Maxwel Adriano Abegg

doi:10.20944/preprints202604.1392.v1

Submitted:

17 April 2026

Posted:

21 April 2026

You are already at the latest version

Abstract

Sub-inhibitory (sub-MIC) antibiotics modulate bacterial quorum-sensing (QS) networks, but whether this modulation involves direct receptor engagement or indirect stress-mediated mechanisms remains unresolved. To address this, we trained a Random Forest classifier (ECFP4; scaffold-split AUC = 0.958; Y-randomization separation = 0.482) on 3,324 ChEMBL-curated compounds to predict engagement with LuxR-family N-acyl-homoserine lactone (AHL) receptors across six bacterial species. Clinical antibiotics (n = 54) scored near zero (mean P(QS) = 0.014), including those with documented sub-MIC QS effects (p = 0.36 vs. undocumented), suggesting that sub-MIC modulation operates via transcriptional reprogramming rather than direct binding. Large-scale screening of 36,132 antibacterial compounds (Broad Institute) confirmed a negative correlation between P(QS) and antibacterial activity (Spearman ρ = −0.086; p < 10−60), robust across species-stratified and MW-stratified analyses. Screening of 731,587 natural products (NPs) from the COCONUT database identified 41 non-AHL candidates with P(QS) > 0.3 within the applicability domain, including the confirmed QS inhibitor Honaucin A and the marine antibiotics Korormicins. Independent pharmacophore analysis against a 10-AHL reference panel confirmed greater similarity of NP candidates to AHLs relative to antibiotics (Gobbi-Tanimoto: 0.108 vs. 0.037; Mann-Whitney p = 0.006). The results demonstrate quantitative chemical orthogonality between antibacterials and QS modulators and identify NPs as priority hypotheses for experimental validation of dual function — QS modulation at sub-MIC and antibacterial activity at elevated concentrations.

Keywords:

quorum sensing

;

machine learning

;

natural products

;

antibiotics

;

pharmacophore

;

chemical orthogonality

;

COCONUT

;

drug discovery

Subject:

Biology and Life Sciences - Other

1. Introduction

The ecological role of antibiotics in microbial communities has been reassessed over the past two decades. The classical view of antibiotics as chemical weapons has been challenged by observations that their environmental concentrations are typically below the minimum inhibitory concentration (MIC), suggesting alternative biological functions under ecologically relevant conditions [1,2]. Goh et al. [3] first demonstrated that sub-MIC concentrations modulate the expression of hundreds of bacterial genes, and Linares et al. [4] and Yim, Wang and Davies [5] formalized this observation as the hypothesis that antibiotics function primarily as signaling molecules, with growth inhibition being a concentration-dependent emergent property.

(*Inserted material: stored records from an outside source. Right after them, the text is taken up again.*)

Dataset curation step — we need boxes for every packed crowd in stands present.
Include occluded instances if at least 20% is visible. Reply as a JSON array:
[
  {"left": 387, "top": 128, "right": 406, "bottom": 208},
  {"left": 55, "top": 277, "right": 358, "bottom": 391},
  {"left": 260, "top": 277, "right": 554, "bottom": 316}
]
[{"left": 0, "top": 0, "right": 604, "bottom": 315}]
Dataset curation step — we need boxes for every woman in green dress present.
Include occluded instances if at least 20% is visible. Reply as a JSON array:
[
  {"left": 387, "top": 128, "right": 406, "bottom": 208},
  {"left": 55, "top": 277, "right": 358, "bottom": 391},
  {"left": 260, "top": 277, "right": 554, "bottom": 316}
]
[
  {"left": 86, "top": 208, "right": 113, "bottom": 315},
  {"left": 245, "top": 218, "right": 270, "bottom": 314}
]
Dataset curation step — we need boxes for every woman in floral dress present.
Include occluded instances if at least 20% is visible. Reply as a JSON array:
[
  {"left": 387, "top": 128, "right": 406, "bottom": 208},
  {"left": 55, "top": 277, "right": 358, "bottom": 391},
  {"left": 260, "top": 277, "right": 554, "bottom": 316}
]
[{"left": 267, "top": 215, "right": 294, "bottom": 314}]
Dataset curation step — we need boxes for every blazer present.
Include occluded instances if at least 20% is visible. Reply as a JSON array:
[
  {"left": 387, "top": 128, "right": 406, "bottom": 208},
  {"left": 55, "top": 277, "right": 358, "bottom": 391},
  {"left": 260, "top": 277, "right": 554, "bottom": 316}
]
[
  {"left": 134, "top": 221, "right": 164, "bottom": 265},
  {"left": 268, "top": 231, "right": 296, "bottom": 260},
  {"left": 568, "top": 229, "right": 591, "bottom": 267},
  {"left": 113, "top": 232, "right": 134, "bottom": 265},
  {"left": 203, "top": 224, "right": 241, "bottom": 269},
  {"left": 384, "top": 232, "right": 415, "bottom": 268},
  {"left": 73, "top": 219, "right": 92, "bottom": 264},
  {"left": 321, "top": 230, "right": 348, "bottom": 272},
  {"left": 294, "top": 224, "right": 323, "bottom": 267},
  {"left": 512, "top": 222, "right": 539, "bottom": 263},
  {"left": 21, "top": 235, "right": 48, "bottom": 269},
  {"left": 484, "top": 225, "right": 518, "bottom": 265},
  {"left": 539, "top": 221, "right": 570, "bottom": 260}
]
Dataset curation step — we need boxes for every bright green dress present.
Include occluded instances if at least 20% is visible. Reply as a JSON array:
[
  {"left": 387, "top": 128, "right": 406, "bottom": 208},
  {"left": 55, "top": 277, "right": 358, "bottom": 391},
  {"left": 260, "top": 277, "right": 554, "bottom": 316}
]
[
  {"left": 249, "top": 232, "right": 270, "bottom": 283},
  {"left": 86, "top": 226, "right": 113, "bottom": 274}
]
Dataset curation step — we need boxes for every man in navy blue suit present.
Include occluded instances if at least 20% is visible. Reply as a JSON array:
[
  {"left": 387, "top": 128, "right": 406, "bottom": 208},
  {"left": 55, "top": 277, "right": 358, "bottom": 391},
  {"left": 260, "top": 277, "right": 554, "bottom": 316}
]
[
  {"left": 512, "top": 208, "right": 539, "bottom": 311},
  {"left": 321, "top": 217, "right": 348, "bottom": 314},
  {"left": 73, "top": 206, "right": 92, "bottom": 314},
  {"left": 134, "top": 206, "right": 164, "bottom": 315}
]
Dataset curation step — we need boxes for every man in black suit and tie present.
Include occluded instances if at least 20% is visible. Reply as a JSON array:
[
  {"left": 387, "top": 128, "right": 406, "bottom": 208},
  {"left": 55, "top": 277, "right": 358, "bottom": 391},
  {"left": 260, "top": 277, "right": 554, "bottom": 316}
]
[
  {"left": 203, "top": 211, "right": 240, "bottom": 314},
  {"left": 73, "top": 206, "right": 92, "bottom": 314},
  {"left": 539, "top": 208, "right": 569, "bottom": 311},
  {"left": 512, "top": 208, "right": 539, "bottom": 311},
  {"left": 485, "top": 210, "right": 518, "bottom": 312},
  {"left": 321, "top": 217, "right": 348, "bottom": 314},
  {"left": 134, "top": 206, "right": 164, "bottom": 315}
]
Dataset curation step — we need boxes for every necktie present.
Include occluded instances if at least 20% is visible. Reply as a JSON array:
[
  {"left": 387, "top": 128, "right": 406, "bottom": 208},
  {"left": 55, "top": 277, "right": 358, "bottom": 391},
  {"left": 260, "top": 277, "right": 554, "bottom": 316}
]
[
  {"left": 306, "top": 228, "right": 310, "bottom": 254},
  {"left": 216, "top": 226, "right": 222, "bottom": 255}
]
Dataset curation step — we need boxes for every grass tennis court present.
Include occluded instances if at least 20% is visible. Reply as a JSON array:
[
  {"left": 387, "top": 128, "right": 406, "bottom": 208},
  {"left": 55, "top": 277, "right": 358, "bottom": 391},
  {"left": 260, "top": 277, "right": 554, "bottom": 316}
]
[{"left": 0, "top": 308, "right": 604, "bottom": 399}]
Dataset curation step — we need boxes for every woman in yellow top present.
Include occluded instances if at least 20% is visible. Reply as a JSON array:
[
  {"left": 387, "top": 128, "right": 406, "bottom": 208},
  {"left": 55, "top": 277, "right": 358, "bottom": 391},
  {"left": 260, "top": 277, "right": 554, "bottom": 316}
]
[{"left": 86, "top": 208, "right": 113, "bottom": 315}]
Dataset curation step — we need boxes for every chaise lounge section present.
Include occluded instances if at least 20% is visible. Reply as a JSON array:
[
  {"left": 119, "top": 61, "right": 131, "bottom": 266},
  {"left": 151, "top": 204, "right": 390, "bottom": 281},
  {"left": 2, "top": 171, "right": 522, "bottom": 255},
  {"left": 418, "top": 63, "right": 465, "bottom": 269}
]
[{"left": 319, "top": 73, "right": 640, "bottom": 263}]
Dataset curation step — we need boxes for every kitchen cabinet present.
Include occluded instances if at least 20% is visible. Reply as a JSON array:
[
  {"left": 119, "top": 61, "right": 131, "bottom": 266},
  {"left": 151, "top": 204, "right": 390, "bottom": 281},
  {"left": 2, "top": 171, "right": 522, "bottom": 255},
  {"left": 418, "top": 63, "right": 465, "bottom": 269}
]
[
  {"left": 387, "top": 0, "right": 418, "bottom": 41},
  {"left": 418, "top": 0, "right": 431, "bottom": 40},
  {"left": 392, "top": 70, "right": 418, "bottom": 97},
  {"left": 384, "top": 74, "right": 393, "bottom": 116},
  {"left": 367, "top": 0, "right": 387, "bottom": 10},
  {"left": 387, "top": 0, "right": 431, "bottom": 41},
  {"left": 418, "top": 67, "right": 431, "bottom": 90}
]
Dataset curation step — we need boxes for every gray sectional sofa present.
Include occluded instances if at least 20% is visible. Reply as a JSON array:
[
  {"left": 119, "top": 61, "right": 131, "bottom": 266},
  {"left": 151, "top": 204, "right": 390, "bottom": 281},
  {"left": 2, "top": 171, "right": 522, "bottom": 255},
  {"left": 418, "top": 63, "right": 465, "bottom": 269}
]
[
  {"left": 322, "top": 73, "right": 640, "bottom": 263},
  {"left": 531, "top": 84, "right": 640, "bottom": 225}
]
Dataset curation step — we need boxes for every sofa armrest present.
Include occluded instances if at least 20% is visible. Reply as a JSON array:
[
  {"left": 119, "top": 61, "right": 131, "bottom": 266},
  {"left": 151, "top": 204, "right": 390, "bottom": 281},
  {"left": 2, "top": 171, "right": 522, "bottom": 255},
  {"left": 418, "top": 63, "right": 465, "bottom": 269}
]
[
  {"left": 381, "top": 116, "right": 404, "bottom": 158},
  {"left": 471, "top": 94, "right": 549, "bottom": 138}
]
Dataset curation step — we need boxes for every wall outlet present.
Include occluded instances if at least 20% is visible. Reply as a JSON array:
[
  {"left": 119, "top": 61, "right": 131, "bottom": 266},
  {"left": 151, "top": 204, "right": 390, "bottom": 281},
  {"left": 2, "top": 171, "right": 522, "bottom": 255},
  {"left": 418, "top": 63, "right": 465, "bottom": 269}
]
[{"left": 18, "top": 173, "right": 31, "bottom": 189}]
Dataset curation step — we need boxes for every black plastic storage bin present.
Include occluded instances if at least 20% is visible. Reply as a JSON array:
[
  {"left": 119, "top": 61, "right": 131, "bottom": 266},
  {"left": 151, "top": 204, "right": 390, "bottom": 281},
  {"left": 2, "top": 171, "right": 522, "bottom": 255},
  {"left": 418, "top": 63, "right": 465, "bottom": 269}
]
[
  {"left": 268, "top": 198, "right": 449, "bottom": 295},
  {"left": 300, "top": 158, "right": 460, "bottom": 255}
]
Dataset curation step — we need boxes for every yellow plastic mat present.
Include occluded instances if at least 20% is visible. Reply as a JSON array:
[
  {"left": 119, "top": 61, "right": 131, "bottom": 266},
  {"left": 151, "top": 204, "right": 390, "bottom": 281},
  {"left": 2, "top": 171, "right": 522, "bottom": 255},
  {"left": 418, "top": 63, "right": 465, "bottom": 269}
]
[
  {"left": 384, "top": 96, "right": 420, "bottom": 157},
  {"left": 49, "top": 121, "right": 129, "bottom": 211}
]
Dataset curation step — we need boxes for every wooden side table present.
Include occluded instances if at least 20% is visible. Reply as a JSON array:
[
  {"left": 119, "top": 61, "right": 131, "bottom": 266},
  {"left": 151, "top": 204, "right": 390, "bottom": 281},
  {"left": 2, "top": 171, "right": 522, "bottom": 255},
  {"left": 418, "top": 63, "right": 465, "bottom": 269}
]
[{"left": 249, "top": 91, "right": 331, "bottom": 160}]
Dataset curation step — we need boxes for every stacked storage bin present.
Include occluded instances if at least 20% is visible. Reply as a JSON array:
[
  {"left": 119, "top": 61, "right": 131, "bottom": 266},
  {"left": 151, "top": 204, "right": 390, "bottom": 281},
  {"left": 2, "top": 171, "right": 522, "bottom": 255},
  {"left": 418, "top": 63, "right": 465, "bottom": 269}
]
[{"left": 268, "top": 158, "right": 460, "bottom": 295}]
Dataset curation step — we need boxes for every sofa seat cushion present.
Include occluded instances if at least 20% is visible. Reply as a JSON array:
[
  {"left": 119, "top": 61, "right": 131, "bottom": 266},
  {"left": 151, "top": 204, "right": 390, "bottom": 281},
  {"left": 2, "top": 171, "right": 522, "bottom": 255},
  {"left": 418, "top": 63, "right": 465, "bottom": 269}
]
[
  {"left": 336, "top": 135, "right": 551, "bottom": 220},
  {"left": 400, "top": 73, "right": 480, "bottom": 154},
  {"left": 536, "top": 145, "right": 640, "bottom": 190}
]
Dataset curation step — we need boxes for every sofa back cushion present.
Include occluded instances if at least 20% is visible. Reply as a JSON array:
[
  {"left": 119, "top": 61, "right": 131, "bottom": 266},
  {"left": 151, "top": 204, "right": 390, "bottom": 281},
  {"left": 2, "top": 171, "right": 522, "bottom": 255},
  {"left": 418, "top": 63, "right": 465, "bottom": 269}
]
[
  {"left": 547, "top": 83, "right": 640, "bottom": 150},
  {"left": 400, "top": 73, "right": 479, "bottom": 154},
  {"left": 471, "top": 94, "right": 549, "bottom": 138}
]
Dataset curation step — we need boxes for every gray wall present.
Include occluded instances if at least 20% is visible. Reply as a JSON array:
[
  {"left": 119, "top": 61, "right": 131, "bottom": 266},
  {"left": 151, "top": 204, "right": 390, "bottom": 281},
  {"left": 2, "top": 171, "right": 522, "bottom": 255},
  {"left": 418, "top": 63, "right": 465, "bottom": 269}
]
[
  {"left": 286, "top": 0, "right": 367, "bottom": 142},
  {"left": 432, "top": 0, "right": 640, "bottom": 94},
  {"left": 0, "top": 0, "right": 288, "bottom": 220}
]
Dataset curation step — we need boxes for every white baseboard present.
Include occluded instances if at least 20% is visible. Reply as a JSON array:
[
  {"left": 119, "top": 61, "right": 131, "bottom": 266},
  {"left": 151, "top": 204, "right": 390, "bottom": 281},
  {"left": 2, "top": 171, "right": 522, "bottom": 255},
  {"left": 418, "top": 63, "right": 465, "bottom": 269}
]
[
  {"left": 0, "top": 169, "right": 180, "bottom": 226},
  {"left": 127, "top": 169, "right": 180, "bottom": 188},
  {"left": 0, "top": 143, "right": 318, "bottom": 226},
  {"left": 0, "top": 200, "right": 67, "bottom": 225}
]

Subsequent studies confirmed sub-MIC QS modulation by several clinically important antibiotics, including azithromycin, tobramycin, ciprofloxacin and cefoperazone [6,7,8,9]. A central mechanistic question remains, however: does this modulation involve direct engagement of receptor binding sites — implying structural mimicry of autoinducers — or does it occur indirectly, via stress-mediated transcriptional reprogramming? The distinction has implications for anti-virulence drug design [10,11]: if antibiotic scaffolds can engage QS receptors, they can serve as starting points; if not, anti-virulence strategies require exploration of distinct chemical space.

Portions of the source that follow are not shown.